The most remote portion of our flight started south of Bridgeport when we departed from the highway and flew to the east along the northern shoreline of Mono Lake. For about 20 minutes, we were far from roads and communities (15 miles at one point) as we crossed the high plateau towards the remote town of Benton, California. The second reward for the risk of this route was following western side of the White Mountains down to Bishop, California. Lying along the California-Nevada border, the White Mountains rise back up to 14,000 feet. Somewhere there, amongst the many trees dotting the mid-elevations, grow the oldest trees in the world, the Bristlecone Pines. Of course, we weren’t able to pick any out while cruising by at 130 knots, but it was interesting to take their home as a whole.

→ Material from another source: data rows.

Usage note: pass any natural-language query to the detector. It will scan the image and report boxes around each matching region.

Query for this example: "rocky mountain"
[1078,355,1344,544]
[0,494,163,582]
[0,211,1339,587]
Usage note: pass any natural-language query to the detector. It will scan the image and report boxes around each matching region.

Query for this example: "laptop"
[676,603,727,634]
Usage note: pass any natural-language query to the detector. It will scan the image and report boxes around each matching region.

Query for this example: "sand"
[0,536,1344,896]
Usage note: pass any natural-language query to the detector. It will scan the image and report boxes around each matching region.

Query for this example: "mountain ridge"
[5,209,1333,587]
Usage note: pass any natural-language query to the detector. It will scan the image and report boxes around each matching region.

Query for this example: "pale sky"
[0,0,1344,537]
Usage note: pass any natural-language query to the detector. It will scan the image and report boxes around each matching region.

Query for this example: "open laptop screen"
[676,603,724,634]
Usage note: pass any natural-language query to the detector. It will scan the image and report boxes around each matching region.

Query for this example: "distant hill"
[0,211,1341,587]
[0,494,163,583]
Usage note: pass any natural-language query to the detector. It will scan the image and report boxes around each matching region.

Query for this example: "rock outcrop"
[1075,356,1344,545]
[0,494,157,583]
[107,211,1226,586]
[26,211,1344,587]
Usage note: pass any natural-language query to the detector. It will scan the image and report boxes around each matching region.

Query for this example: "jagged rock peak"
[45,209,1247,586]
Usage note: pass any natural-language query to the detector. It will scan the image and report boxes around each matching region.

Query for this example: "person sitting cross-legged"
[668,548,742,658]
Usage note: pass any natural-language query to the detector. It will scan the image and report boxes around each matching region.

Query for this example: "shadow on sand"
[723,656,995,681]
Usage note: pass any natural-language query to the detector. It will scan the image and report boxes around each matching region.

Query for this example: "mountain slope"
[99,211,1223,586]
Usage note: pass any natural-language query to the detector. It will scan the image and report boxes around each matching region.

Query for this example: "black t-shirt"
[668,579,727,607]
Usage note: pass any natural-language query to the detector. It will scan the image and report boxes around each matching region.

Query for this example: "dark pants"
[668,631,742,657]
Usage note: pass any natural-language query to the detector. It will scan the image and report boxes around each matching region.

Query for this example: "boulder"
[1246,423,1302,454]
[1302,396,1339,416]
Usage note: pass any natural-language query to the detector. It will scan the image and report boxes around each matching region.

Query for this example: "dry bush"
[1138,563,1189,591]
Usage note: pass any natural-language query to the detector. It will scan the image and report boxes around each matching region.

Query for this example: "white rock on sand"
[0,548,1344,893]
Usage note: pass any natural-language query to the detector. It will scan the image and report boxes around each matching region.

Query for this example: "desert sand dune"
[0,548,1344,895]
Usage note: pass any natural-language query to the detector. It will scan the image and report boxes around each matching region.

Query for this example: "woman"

I’ll definitely need to return and survey these peaks on foot.
The first reward was the most spectacular sight of the trip. Ten miles to the east of the lake and 20 miles east of Highway 395, where we turned south toward Benton, we witnessed the snow-capped Sierras reflected in the glass-like surface of Mono Lake. In flight planning, I had worked out that position hoping for the best possible shot and was not disappointed. At 9500, we were only 2500 feet AGL over the high plateau, giving a shallow azimuth on the view. With 60 miles of visibility, we had a beautifully clear depth of field.
On the ground in Bishop, we debriefed the leg over lunch. We had traveled 295 nautical miles in two hours and 20 minutes aloft and seen some of the greatest natural wonders in the western US. The return to LA down the Owen’s Valley yielded more great views, including the east face of Mt. Whitney, the highest point in the lower 48. The complete trip covered 784 nautical miles in just 6.5 hours aloft. Had Ryan had to drive, he would have spent 10 hours in the car at least, viewing the brake lights of a tractor trailer most of the way. His trip to Merced had given us the opportunity, but we definitely made the most of it.
- My Adventure: circumnavigating the Sierra-Nevada Mountain Range - April 10, 2015
Very enjoyable reading. A flight to duplicate someday. Thanks.
I’ve done the track from Wellington to LA (Whiteman/KWHP) a few times and it is absolutely spectacular. It’s odd to be at 12,500 msl and still be looking UP at the mountains. One thing to bear in mind, the Mono Lake/Mammoth/Owens Valley area can be extra challenging when the prevailing westerlies are blowing hard across the Sierras and then into the White Mountains; two ranges with peaks ranging from 12,000 to 14,000 and separated by 50 miles. The mountain wave and accompanying clear air turbulence can rattle your teeth. This is the route where Steve Fossett crashed and more than one lesser experienced pilot has come to grief.
Awesome stuff Arlo! One of my favorite all-time lazy day (no wind day!) flights of all time is flying from LA to Mammoth, stopping at all the Owens Valley airports along the way.